Miller: I wonder if you could tell us your own story of this from 20 years ago, when you were living in Russia and editing an article about the way Putin handled a hostage crisis at a school with hundreds of kids there. Do you mind telling us that story?
Gessen: I’m not sure I remember what you’re asking.
Miller: Well, I read about it in an op-ed you wrote a few months ago. And my recollection is that you were asked, not by a henchman of Putin, but by a fellow journalist to change a headline, I think it was.
Gessen: No, no, to pull the piece altogether. So another explanation for how this functions is that a lot of the time people make accommodations to an autocrat based on their values. And their values can be protecting people whom they employ, protecting their associates, protecting profits. So, protecting their shareholders.
This is what was happening 20 years ago. I was deputy editor of a city magazine in Moscow. I was assigned this really great opinion piece. I had seen somebody post on social media about going to a state-sponsored protest in Moscow against this terrorist attack. So they gathered people for this show protest against the terrorist attack, and this guy decided to crash the government’s rally and bring his own poster. And he painted a poster that said, “Putin has blood on his hands.” And he went out into the streets of Moscow with his poster looking for this rally, but he couldn’t find it.
I asked him to describe his experience of wandering the streets of central Moscow. He was also like 6′4”, so the whole image was amazing with this poster that said, “Putin has blood on his hands.” He wrote this piece, it was really evocative. I had just finished editing and was about to push it through the system when the publisher of the publishing house, which contained this magazine and a couple of other publications, said if you publish this, 325 people might lose their jobs.
He was acting in accordance with his values.

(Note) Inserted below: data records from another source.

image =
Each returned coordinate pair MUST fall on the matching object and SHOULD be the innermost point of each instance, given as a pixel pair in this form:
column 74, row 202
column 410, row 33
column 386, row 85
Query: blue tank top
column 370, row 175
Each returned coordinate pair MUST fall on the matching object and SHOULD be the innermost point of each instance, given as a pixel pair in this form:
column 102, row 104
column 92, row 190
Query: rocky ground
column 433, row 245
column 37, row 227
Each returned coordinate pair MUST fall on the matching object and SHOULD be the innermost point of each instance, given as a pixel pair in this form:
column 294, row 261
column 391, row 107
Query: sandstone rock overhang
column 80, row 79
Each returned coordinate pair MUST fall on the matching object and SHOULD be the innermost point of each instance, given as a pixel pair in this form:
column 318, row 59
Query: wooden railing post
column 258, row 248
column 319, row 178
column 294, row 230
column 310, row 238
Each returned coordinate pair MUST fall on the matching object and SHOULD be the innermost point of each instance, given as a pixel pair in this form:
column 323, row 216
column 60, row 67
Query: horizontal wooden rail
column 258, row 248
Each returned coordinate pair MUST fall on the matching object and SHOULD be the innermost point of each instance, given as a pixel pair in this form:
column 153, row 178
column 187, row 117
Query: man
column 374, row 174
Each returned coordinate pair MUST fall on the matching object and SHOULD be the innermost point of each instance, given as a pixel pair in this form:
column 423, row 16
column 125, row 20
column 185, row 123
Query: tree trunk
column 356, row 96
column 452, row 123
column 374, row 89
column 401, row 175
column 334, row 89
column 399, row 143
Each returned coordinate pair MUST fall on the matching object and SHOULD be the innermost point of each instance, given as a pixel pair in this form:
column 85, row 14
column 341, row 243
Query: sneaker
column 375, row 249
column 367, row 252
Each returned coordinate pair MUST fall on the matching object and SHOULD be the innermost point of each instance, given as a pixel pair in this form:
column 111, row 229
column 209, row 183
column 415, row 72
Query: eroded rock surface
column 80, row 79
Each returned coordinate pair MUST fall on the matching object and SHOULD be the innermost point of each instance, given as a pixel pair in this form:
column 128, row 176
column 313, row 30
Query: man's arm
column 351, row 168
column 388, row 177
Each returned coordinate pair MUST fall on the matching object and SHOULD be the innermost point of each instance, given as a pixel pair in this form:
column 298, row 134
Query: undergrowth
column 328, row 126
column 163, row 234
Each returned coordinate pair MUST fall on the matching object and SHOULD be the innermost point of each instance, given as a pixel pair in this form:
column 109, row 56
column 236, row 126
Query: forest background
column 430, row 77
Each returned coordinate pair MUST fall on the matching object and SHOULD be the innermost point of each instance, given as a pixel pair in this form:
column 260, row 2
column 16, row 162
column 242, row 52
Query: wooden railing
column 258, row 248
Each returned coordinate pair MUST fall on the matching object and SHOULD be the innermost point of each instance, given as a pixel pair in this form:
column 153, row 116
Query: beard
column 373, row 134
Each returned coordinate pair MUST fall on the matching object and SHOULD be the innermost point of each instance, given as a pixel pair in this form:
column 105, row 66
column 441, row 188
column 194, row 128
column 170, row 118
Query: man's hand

He had never been told by the Kremlin what to do, but he had seen enough, three years into Putin’s presidency, to know that this was pushing boundaries and may put people in danger.
Miller: What are the lessons from that one story for us right now – for hospital administrators, for schools, for law firms, for media organizations? The list goes on.
Gessen: Yeah, so I don’t often like making pragmatic arguments, but this is a very pragmatic one. The lesson is that accommodations don’t work. The illusion is always, oh, we just stay off the radar, under the radar, or we take precautions so that they don’t attack us, or we give them an inch so that they leave us alone, never works. The publishing house is now long since controlled by the state and the publisher who made me pull that piece has been living in exile for a long time. And that’s true of everyone I know who accommodated Putin on behalf of educational institutions, publishing enterprises, etc.
Miller: Do you regret pulling that piece?
Gessen: I don’t regret pulling that piece because I replaced it with a much more political piece which I wrote myself. And I don’t know if he didn’t see it or his logic was that it wasn’t going to be quite as dangerous, even though it was much more definitive because it didn’t call out Putin by name. But I saw there’s this Russian pop group called t.A.T.u. And we are on the radio, so I can’t curse?
Miller: That’s correct and thank you for asking.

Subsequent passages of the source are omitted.